Note-taking promotes productivity and creativity


Submitted Photo: Sophie Cullen

COLOR THEORY. Colors add aesthetic and make notes more efficient to read. Color coding is a popular way to organize content.

Verb tenses, vocabulary sets, variables: unless your mind is like a steel trap, the fine details fall through the cracks. But for those with minds like sieves, don’t despair—an intentional approach to taking notes helps people retain what they’ve learned while also adding an enjoyable aesthetic to things remembered.

Note-taking is a proven way to boost comprehension in class, but if notes contain more doodles than documentation, it may be time to reevaluate your methods. There are plenty of different ways to organize content, but the key is to keep the process engaging. But how?

Specialized materials are one way that note-taking can become more fun and active. Junior Sila Liljedahl uses Pilot G-2 pens, which she loves to break out when studying. “They’re like gel pens, but not overly watery… [They’re] really easy to write with, and they don’t smudge that easily,” she said.

Junior Lindsay Browne, on the other hand, switches up the way she writes.
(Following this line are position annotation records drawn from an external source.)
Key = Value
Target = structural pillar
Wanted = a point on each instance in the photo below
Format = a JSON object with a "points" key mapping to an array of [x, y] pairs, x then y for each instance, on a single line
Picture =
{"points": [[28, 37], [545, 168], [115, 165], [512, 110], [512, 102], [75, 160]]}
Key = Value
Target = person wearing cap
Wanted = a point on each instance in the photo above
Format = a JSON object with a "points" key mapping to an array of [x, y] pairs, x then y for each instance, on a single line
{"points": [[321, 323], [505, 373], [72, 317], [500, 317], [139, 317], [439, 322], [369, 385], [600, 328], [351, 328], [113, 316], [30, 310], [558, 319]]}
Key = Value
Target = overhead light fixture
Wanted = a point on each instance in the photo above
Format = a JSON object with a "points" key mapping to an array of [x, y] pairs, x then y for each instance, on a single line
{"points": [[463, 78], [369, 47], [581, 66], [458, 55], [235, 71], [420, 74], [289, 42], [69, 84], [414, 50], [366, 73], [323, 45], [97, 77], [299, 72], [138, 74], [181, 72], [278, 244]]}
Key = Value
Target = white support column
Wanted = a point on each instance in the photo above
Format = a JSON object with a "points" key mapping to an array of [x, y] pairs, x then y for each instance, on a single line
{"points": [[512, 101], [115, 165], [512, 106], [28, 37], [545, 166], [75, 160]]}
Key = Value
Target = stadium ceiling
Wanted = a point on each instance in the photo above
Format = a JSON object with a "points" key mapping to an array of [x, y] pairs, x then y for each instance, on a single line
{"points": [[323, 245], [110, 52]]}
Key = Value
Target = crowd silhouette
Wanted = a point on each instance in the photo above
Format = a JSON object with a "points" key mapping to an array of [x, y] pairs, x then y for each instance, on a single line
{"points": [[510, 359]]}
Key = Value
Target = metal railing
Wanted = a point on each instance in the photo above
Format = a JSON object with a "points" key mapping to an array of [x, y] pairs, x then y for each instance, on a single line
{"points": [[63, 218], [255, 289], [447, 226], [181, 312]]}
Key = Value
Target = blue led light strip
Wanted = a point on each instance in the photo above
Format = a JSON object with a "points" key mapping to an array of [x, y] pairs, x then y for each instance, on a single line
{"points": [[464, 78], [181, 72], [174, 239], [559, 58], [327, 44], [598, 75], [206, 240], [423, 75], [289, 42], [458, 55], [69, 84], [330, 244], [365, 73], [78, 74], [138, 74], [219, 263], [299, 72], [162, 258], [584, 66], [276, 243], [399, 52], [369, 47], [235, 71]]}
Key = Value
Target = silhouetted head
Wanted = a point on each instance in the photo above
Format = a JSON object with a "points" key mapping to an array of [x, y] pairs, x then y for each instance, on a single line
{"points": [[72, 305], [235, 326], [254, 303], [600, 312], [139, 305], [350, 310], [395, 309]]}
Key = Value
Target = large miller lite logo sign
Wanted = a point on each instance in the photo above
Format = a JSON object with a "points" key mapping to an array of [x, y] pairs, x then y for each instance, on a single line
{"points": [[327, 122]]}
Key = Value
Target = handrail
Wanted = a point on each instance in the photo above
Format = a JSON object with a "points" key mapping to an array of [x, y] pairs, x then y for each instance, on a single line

Notes don’t have to be super pretty or organized as long as you find a system that works for you.

— Lindsay Browne

“I use a lot of stars, inconsistent capitalization, pictures and drawings… [They] might look sort of random to other people, but since I am more of a visual learner, it helps me a lot,” she said.
Using non-standard symbols while writing keeps the brain active during the note-taking process, but they also help when reviewing; if the symbols act as guideposts, it’s easy to find important information.

Senior Sophie Cullen suggests paper note-taking for optimal engagement. “It’s a more active method of learning content,” she said, “and also helps me be more mindful when going over a subject than passively typing notes on a computer.”

Fans of physical notes aren’t without scientific backing. According to a study from 2010, writing things down on paper actually helps you to remember them better. The brain makes better connections and activates more when people put pen to paper, even when simply tracing letters.

Eliana Mann

Some students, however, prefer to take digital notes. There’s the classic type-in-a-Google-Doc method, but there are also apps for the iPad that allow for note-taking with a stylus. With a stylus, it’s possible to blend the productivity of a computer with the mental benefits of pen-and-paper writing. These apps, such as Goodnotes or Notability, can make keeping track of multiple subjects a breeze, and the content can be easily edited and rearranged.

An iPad or a computer is also much slimmer than a binder, but maybe not slimmer than a notebook, so bringing your notes to a café is simple and hassle-free.

In the end, whether digital or physical, purely pencil or multi-pen colorscape, notes are primarily a tool for their writer: “Notes don’t have to be super pretty or organized as long as you find a system that works for you,” Browne said.